Mikubill / sd-webui-controlnet

WebUI extension for ControlNet
GNU General Public License v3.0
17.07k stars 1.96k forks source link

[Bug]: reference_adin, reference_adin+attn and reference_only not working correctly with API #1319

Closed ramyma closed 1 year ago

ramyma commented 1 year ago

Is there an existing issue for this?

What happened?

After 36f0ff5f5c3d7a970103cbc4e2b4419771f533d1 using reference_adin, reference_adin+attn or reference_only with control_mode set to Balanced doesn't work anymore.

With reference_adin1 and reference_adin+attn throws this exception:

NansException: A tensor with all NaNs was produced in Unet. This could be either
because there's not enough precision to represent the picture, or because your 
video card does not support half type. Try setting the "Upcast cross attention 
layer to float32" option in Settings > Stable Diffusion or using the --no-half 
commandline argument to fix this.

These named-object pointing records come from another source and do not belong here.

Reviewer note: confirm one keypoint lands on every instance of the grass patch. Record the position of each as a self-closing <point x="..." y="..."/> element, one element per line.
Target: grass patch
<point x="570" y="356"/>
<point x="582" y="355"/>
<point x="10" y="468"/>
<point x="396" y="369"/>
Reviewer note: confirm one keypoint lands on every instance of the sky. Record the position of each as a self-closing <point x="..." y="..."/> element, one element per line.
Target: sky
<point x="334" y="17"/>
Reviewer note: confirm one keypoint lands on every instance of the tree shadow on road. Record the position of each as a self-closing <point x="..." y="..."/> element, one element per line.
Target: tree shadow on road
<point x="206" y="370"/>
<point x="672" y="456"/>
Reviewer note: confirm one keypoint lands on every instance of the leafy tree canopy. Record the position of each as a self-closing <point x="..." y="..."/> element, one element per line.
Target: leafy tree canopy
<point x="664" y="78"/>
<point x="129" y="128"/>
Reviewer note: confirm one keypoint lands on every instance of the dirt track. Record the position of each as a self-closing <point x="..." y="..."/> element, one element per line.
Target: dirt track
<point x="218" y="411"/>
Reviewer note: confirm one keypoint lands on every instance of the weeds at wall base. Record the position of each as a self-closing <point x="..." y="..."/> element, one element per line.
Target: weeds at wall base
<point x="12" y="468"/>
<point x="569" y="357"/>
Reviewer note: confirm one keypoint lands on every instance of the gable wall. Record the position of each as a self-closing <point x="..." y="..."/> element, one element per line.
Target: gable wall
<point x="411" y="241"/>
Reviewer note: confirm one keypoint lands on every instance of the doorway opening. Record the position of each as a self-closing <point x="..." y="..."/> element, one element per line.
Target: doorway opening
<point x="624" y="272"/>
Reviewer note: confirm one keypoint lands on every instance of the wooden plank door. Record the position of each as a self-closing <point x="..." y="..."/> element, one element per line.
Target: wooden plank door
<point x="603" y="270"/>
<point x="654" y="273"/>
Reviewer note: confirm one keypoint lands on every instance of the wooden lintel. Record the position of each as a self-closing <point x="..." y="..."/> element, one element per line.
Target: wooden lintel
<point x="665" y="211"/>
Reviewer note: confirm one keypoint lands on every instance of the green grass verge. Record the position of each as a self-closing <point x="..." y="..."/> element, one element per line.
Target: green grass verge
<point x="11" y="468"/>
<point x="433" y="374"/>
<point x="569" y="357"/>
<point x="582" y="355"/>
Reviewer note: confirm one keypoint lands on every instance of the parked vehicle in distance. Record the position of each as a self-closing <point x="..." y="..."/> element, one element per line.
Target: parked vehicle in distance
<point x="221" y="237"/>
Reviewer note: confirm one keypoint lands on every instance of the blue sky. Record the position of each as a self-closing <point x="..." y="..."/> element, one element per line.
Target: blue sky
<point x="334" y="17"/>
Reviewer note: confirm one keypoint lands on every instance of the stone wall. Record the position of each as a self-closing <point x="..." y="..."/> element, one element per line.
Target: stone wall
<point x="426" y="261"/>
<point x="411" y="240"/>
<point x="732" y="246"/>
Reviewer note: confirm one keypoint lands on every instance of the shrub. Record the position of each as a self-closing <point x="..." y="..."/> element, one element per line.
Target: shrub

Use --disable-nan-check commandline argument 
to disable this check.

While reference_only returns a scrambled image.

When threshold_a is set to 0 or 1 with control_mode set to Balanced an seemingly normal image is returned.

I tested with the same generation request code before and after 36f0ff5f5c3d7a970103cbc4e2b4419771f533d1 to confirm that it broke on this commit.

It's worth noting that this issue doesn't happen when using the webui interface.

Steps to reproduce the problem

Create an api request with a controlnet unit with model set to none and module set to reference_adin, reference_adin+attn or reference_only and control_mode set to Balanced and threshold_a set to 0.5.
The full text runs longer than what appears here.